FROCH: NIE BĘDĘ TĘSKNIĆ ZA GROVESEM, BRYTYJSKI BOKS CHYBA TEŻ NIE >>>

- Gołowkin? Byłbym dla niego zbyt mocny. Spotkałem go i ma mniej więcej 175 centymetrów wzrostu, maksymalnie 178. Kiedy kogoś spotykam i ściskam jego rękę, patrzę prosto w oczy i jako wojownik oceniam daną osobę pod wieloma względami.
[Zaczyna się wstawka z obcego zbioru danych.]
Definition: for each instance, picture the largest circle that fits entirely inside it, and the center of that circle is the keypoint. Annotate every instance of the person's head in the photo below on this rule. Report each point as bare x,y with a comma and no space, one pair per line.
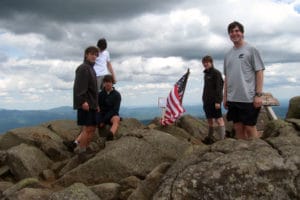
207,62
236,33
108,82
234,25
102,44
91,53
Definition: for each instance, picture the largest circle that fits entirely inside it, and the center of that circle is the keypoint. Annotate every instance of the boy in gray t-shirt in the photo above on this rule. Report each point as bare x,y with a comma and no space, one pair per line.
243,70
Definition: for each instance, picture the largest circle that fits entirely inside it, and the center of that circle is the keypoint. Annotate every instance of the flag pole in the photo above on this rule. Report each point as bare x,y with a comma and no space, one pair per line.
184,83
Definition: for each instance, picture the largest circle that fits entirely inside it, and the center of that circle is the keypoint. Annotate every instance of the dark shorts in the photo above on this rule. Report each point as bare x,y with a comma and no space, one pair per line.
211,112
244,113
86,118
104,118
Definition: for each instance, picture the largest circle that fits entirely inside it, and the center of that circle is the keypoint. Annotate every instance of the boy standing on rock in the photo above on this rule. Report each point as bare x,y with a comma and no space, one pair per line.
243,69
212,98
85,100
109,101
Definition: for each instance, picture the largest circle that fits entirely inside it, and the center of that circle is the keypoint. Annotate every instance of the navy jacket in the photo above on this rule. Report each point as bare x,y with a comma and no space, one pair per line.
213,86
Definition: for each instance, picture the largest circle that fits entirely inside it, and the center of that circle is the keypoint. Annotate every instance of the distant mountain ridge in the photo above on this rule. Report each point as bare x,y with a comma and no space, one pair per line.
10,119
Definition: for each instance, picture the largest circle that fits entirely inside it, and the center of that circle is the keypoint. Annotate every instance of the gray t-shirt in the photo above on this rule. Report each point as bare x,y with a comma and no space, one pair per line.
240,65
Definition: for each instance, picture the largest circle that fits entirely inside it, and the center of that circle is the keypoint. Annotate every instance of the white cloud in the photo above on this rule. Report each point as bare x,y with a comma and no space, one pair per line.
151,47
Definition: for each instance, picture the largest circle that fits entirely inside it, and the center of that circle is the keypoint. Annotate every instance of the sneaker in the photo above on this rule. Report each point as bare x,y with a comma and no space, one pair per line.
71,145
208,140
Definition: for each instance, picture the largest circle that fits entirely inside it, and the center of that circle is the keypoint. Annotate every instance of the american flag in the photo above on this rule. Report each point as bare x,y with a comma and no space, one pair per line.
174,108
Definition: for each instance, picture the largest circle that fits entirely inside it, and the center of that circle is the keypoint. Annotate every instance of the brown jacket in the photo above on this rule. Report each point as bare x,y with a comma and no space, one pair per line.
85,86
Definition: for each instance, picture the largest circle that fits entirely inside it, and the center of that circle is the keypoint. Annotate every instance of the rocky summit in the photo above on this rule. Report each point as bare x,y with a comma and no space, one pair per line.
146,162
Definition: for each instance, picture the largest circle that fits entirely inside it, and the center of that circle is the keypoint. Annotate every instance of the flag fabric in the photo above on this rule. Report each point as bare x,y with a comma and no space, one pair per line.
174,108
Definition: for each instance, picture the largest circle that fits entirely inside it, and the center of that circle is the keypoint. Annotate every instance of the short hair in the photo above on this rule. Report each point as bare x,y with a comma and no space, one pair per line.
91,49
234,24
108,78
207,59
102,44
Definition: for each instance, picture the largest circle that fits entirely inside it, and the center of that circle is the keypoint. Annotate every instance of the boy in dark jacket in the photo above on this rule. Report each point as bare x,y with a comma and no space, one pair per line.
212,97
85,101
109,101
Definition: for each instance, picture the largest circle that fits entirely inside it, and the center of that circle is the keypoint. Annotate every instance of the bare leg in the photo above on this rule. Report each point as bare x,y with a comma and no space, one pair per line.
221,127
251,132
85,136
115,120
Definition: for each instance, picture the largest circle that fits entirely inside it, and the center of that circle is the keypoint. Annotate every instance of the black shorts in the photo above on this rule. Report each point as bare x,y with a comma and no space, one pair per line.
86,118
211,112
244,113
105,118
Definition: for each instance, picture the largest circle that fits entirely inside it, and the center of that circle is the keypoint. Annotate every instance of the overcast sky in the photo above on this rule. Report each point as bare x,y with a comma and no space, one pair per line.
152,44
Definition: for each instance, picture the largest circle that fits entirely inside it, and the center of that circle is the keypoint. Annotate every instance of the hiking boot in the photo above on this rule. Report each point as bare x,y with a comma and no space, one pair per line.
71,145
109,136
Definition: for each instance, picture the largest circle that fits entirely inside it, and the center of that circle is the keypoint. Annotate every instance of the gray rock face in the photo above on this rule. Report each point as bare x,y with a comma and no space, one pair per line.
77,191
233,169
41,137
294,108
128,156
26,161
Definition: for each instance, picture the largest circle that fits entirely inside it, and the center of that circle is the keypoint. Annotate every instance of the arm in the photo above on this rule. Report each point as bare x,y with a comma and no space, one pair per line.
259,76
219,90
115,107
82,88
225,93
110,69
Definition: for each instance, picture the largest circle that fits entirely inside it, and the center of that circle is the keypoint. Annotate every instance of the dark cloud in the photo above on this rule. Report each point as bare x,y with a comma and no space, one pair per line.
77,11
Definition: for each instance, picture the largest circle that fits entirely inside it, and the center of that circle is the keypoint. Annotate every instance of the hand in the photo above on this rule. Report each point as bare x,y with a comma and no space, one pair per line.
217,106
257,102
85,106
225,105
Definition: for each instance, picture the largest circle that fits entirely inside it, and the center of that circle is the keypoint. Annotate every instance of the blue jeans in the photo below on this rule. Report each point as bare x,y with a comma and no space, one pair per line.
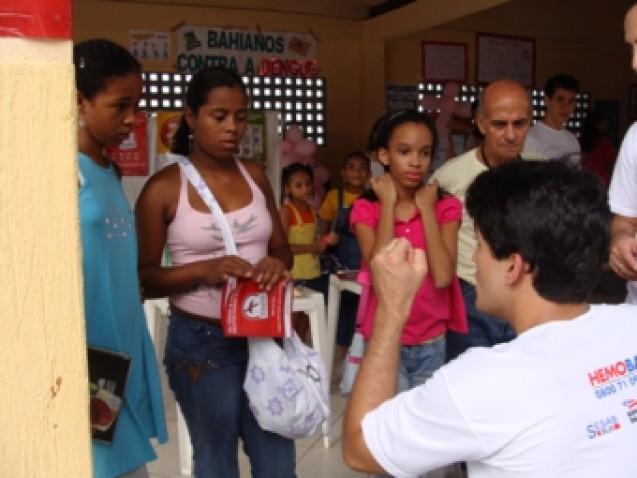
484,330
346,324
419,362
206,372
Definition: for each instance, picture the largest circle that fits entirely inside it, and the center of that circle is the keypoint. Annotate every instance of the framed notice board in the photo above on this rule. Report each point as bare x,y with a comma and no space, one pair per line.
509,57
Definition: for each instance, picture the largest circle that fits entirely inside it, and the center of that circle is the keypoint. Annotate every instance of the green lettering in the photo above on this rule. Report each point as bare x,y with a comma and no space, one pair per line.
223,40
280,44
259,42
234,38
249,69
247,42
212,39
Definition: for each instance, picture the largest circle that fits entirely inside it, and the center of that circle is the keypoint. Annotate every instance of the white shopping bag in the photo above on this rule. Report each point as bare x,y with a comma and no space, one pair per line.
286,386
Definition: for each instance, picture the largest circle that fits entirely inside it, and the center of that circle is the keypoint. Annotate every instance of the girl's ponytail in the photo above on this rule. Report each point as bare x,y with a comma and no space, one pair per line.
181,138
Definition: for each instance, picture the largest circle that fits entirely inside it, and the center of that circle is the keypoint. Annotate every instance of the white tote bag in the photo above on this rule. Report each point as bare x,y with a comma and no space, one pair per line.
287,387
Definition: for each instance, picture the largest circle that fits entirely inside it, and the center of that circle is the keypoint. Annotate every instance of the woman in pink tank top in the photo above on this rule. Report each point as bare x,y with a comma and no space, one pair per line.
206,370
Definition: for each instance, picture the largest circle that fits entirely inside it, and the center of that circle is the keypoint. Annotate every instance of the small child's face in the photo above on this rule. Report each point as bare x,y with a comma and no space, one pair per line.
355,172
299,186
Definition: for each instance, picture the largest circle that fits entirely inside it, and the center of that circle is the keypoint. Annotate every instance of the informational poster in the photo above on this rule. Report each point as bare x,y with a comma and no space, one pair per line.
244,50
149,45
442,62
167,124
252,145
400,97
132,154
36,19
505,57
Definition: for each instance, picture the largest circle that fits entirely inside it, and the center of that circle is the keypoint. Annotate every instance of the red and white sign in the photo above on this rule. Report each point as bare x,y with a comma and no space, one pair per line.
132,155
36,18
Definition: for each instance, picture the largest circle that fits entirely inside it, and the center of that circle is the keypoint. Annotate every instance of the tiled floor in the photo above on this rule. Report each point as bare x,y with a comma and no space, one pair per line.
312,459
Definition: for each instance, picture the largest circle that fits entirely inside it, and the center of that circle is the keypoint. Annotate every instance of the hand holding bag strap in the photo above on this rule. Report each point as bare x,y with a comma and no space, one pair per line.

Mogę się mylić, ale kiedy zobaczyłem Gołowkina, pomyślałem: ''Jeżeli z tobą zawalczę, to bez problemu będę cię kontrolował lewym prostym i sam wejdziesz mi na ciosy''. Pamiętajmy, że Gołowkin walczył jedenaście rund z Martinem Murrayem - dodał dość poważnie przymierzany niegdyś do walki z Kazachem ''Cobra'', jeden z najlepszych brytyjskich wojowników w XXI wieku, który zakończył karierę w 2014 roku.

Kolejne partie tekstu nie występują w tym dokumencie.